OMAHA, Neb. — New York Times bestseller "You'll Never Believe What Happened to Lacey: Crazy Stories about Racism" is full of stories that Emmy-nominated comedy writer Amber Ruffin and her sister Lacey Lamar experienced while growing up in Omaha. Their anecdotes are funny and also learning experiences for some.
"I am walking down the aisle and my head snatches back to the point where I am falling to the floor. It is an older Caucasian woman, she says, 'I have never seen anything so fluffy, it's so fluffy.' She had gotten her hands entangled in my hair. I had to give her a lesson that we don't do that, it's not a thing," said Lamar.
On Friday, people waited in line at STATUS, a luxury handbag store in Aksarben Village, to meet the authors and receive autographed copies of the book.
"We just look on the light side of things, and we laugh and laugh. And you have to admit the stories are funny. Some not so much, but we can find the humor in anything," said Lamar. "Telling the stories takes the wall down when you are talking to people that may not even think that racism exists."

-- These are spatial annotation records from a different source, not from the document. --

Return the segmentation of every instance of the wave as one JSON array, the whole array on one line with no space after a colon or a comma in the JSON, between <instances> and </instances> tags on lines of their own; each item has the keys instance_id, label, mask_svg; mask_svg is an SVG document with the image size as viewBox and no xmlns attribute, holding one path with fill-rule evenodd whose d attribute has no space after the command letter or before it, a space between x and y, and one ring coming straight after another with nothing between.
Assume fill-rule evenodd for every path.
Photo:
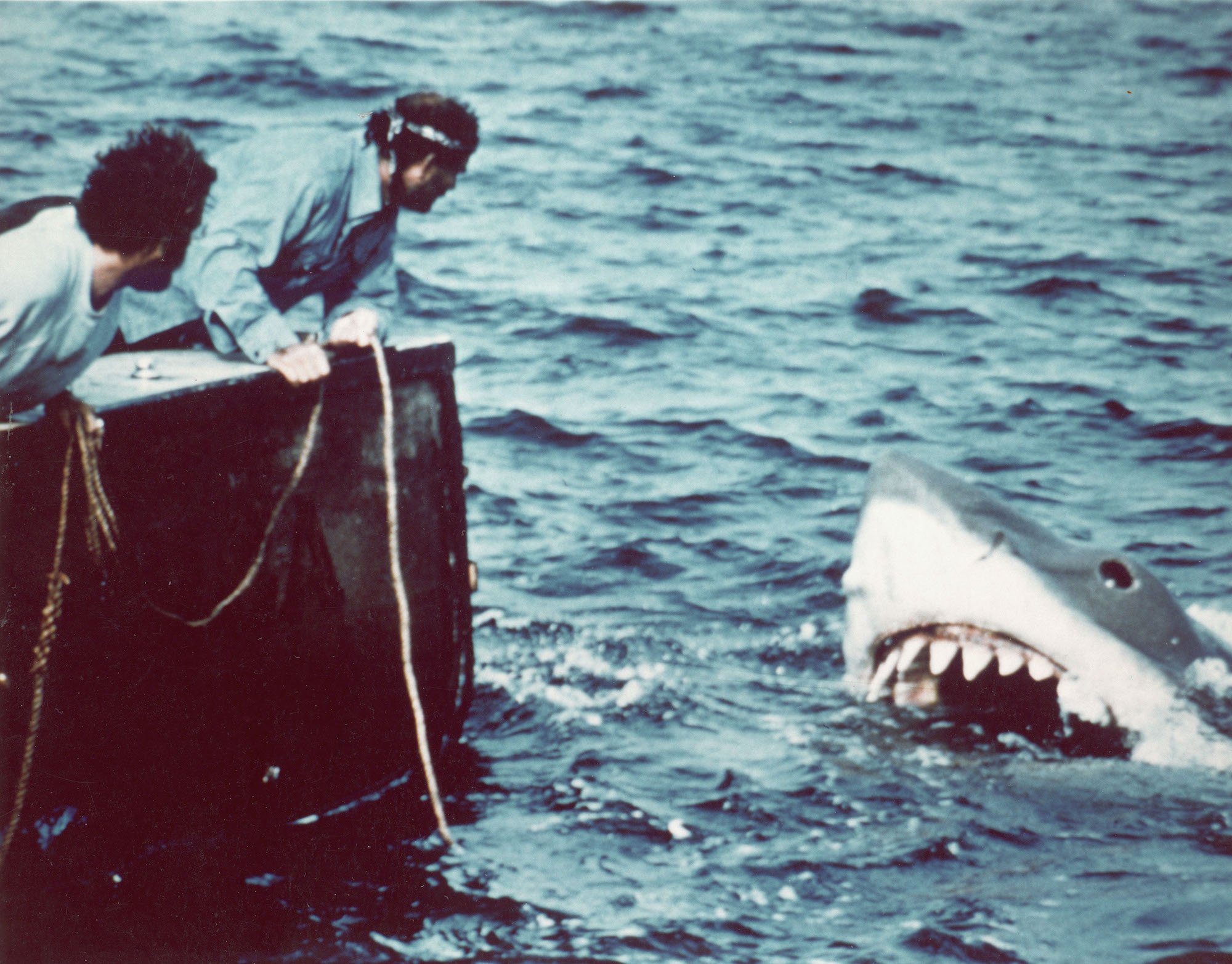
<instances>
[{"instance_id":1,"label":"wave","mask_svg":"<svg viewBox=\"0 0 1232 964\"><path fill-rule=\"evenodd\" d=\"M585 91L582 96L586 100L636 100L647 96L647 94L639 88L611 86L595 88Z\"/></svg>"},{"instance_id":2,"label":"wave","mask_svg":"<svg viewBox=\"0 0 1232 964\"><path fill-rule=\"evenodd\" d=\"M578 449L601 439L598 431L573 433L557 428L546 418L532 415L515 408L504 415L489 415L472 419L467 431L489 438L521 439L535 441L553 449Z\"/></svg>"},{"instance_id":3,"label":"wave","mask_svg":"<svg viewBox=\"0 0 1232 964\"><path fill-rule=\"evenodd\" d=\"M947 20L931 20L918 23L887 23L878 21L872 25L872 30L882 33L891 33L896 37L910 37L923 39L940 39L942 37L961 37L963 30L957 23Z\"/></svg>"},{"instance_id":4,"label":"wave","mask_svg":"<svg viewBox=\"0 0 1232 964\"><path fill-rule=\"evenodd\" d=\"M1083 281L1077 277L1050 275L1029 285L1011 288L1010 295L1025 295L1030 298L1058 298L1063 295L1106 295L1098 281Z\"/></svg>"},{"instance_id":5,"label":"wave","mask_svg":"<svg viewBox=\"0 0 1232 964\"><path fill-rule=\"evenodd\" d=\"M860 292L853 311L861 318L878 324L913 324L929 319L951 324L989 324L982 314L968 308L910 308L909 302L886 288Z\"/></svg>"}]
</instances>

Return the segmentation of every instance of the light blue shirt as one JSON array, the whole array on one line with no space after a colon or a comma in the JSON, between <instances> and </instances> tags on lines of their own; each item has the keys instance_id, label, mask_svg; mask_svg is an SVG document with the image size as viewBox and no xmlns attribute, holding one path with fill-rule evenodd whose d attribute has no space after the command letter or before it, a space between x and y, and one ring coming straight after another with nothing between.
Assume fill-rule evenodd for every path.
<instances>
[{"instance_id":1,"label":"light blue shirt","mask_svg":"<svg viewBox=\"0 0 1232 964\"><path fill-rule=\"evenodd\" d=\"M216 349L265 361L355 308L375 308L384 329L398 210L382 203L375 145L272 131L209 161L218 180L171 286L121 296L124 340L205 318Z\"/></svg>"},{"instance_id":2,"label":"light blue shirt","mask_svg":"<svg viewBox=\"0 0 1232 964\"><path fill-rule=\"evenodd\" d=\"M111 344L115 298L90 298L94 245L73 205L0 234L0 419L64 391Z\"/></svg>"}]
</instances>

Along with giving people a good laugh, they feel they are making a difference in opening up conversations about racism.
Lamar added, "Instead of, 'Hey, I have this racist story,' where they will immediately put up a wall — if you say, 'Hey, listen to what happened to me today,' and you start telling the story, they can receive it better. You can let them know racism still exists because a lot of people out there — before even reading this book — contacted me and said, 'I didn't even know this had happened.' When you add humor to things, it makes it go down a bit easier."
Ruffin said writing the book was great fun and it was easy to share embarrassing stories about her sister.
"It's very funny when it is happening to your sister...okay, I am kidding, but really I am not, but okay a little," she said.
A few stories in the book stick out said Ruffin.
"She paid for something with her Black history checks and the cashier said, 'I didn't know you could get your picture on your checks.' It was a picture of former activist, Harriet Tubman," she said.
While they say they love being able to laugh about their experiences, if they can also bring about change, that is an even greater reward.
"A lot of the people saying racist things don't even know what they are doing or saying. So maybe this book will help some people out," added Ruffin.
"People learn from it. The best gift ever is when someone says, 'I read your book and oh my goodness, I do that.' They are like, 'I won't do that anymore, I am going to look at myself when I am around people of color at work, and I am going to change'" said Lamar.
Their stories are about what they call "modern-day racism."
"White people are reading this book and saying, 'Oh, I didn't know I wasn't supposed to do that, thank you dragging me into 2021,'" said Ruffin.
They say the book is written for everyone and you should just feel however it makes you feel.
"I can't imagine if you weren't able to laugh a lot of this off, you would have a really sad life," said Ruffin.
Ruffin and Lamar said there are a lot more stories to tell and a second book is in the works.